Bu noktada, malzeme odaklanılması gereken en önemli noktalardan biridir. Malzeme tasarım disiplinlerinin tümünde önemli bir role sahip olan bir aktarım aracı olarak çağın değişen dinamiklerine ayak uydurmayı başarmanın yanında sanatçı-tasarımcılara ifade açısından birçok imkân verirken üretim açısından da yenilikçi yaklaşımlara olanak sağlamaktadır. Malzeme başlı başına bir anlatım gücüne sahiptir ve çok çeşitli anlamları bünyesinde barındırır (Meriç ve Önlü, 2018). Karana ve arkadaşlarının da bahsettiği üzere bilinen malzemelere alternatif olarak geliştirilen yenilikçi malzemelerin tanımlanmasına işlevsel yetkinliklerinin ve faydacı değerlendirmelerin yanında malzemenin ne yaptığı, ne ifade ettiği, yarattığı etkileri de göz önünde bulundurmak gerekir (2015). Sürdürülebilirlik farkındalığı ve kaygısı ile geliştirilen, üretilen ve kullanılan malzemeler ise birçok çevre problemine alternatif çözümler sunma arayışının yanı sıra, üretici ve kullanıcılardaki gelişen farkındalık açısından da yeni anlamlar taşımaktadırlar. Günümüz tasarım ve üretim süreçlerinde ise önemli bir yere sahiptirler. Aynı zamanda malzeme, moda tasarımı açısından da kritik önem arz etmektedir. Öyle ki, malzeme, modanın sembolik üretimini gerçeğe dönüştürmekte ve kullanıcılara kimliklerini şekillendirebilecekleri ve sosyal varlıklar ve bireyler olarak hareket edecekleri fiziksel araçları sağlamaktadır (Fletcher ve Grose, 2012). Biyoesaslı malzemelerin tekstil ve moda tasarımı alanlarında kullanımını ise bu çerçevede değerlendirmek mümkündür.

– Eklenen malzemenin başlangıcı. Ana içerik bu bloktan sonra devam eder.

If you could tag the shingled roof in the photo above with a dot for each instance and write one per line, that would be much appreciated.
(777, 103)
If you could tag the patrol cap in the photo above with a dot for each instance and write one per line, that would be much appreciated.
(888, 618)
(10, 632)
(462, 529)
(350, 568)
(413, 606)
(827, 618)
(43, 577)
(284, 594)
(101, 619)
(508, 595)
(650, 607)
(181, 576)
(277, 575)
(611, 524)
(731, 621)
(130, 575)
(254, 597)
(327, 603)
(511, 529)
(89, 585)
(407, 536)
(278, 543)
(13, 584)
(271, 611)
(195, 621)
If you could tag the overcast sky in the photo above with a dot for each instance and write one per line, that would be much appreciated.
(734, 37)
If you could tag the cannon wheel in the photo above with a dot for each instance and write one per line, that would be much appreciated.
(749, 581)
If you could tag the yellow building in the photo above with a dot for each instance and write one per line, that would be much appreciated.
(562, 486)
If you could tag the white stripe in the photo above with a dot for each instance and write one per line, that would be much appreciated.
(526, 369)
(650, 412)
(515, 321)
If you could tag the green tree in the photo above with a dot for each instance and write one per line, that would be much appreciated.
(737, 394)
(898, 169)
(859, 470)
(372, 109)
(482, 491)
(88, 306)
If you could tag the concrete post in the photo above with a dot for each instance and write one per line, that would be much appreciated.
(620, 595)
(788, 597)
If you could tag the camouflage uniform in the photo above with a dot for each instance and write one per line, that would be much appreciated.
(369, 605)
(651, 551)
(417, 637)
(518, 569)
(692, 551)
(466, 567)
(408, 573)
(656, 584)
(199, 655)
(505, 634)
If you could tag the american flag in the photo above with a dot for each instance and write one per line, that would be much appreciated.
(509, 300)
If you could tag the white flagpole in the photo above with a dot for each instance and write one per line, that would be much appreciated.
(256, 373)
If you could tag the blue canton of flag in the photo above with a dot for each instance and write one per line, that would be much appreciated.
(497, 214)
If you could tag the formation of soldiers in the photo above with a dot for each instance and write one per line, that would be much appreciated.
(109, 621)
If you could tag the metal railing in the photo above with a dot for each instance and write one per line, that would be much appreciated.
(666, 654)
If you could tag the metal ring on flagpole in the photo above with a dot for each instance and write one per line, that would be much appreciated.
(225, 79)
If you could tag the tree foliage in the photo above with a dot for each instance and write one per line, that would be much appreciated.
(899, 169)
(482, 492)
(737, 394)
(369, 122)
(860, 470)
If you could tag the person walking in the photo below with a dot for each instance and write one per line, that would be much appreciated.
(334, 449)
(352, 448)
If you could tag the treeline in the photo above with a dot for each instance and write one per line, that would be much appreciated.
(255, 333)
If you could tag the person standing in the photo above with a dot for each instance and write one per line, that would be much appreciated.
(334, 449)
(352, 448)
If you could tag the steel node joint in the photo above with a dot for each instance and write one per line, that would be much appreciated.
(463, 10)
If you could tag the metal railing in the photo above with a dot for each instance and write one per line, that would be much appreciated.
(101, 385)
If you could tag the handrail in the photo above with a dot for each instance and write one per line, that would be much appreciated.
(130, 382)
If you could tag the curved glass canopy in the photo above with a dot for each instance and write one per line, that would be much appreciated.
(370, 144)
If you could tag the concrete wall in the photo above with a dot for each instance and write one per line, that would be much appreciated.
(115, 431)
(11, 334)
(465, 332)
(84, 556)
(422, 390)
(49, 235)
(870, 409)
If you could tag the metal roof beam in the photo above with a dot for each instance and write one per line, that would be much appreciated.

Bu çalışmada erişilebilen kaynaklar doğrultusunda; sürdürülebilirlik odaklı bir yaklaşıma sahip olan malzeme gruplarından biri olan biyoesaslı tekstil malzemeleri incelenmekte, bu malzemelerin tanımı, ortaya çıkışı, hangi gruplardan oluştuğu ve kullanım alanlarına değinilmektedir. Tekstil ve moda tasarımı alanlarında kullanılan yenilikçi biyoesaslı malzemelerin neler olduğu, sahip oldukları potansiyeller, avantaj ve dezavantajları ile mevcut ve olası kullanım pratikleri hakkında bilgi verilmektedir. Ayrıca, bu malzemelerin tekstil ve

(3)

113

moda tasarımı alanlarında sunacağı alternatif tasarım yaklaşımları ve çözümleri üzerinde durulmakta ve mevcut tasarım örneklerin üzerinden değerlendirme yapılmaktadır.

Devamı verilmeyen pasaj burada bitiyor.